Protein C-reaktif yang tidak normal, apakah itu serangan jantung?

Protein C-reaktif yang abnormal saja, tanpa kelainan laboratorium lainnya dan presentasi klinis khas infark, tidak cukup untuk mendiagnosis infark.
Protein C-reaktif adalah protein reaktif fase waktu akut yang disintesis oleh hati dan secara luas terdapat dalam serum dan cairan tubuh lainnya. Peningkatannya dapat dilihat pada infeksi septik, nekrosis jaringan (infark miokard, trauma berat, pembedahan besar, luka bakar, dll.), penolakan akut terhadap transplantasi organ, dan tumor ganas.

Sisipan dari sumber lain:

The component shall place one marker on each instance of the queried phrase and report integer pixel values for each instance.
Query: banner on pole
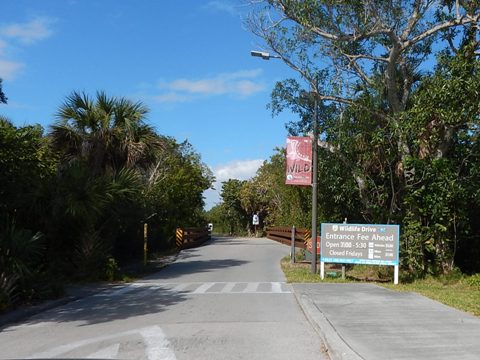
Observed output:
(299, 161)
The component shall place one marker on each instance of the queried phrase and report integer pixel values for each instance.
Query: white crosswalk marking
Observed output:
(228, 288)
(218, 287)
(251, 287)
(110, 352)
(203, 288)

Protein C-reaktif juga digunakan untuk mengidentifikasi infeksi bakteri dan non-bakteri, dengan yang pertama meningkat dan yang kedua tidak. Hal ini juga dapat digunakan untuk mengidentifikasi fase aktif dan tidak aktif demam rematik, dengan yang pertama meningkat dan yang kedua tidak.
Oleh karena itu, ketika protein C-reaktif abnormal ditemukan sendiri, itu tidak cukup untuk diagnosis infark. Jika terdapat kombinasi nyeri prekordial, disertai dengan agitasi, berkeringat, ketakutan, sesak dada, atau rasa sekarat, maka infark sangat dicurigai, dan diagnosis dapat dilakukan dengan menggabungkan profil enzim jantung dan elektrokardiogram dengan tes lain yang relevan.
Jika Anda merasa tidak sehat, Anda harus segera berkonsultasi dengan dokter dan mengikuti saran medis.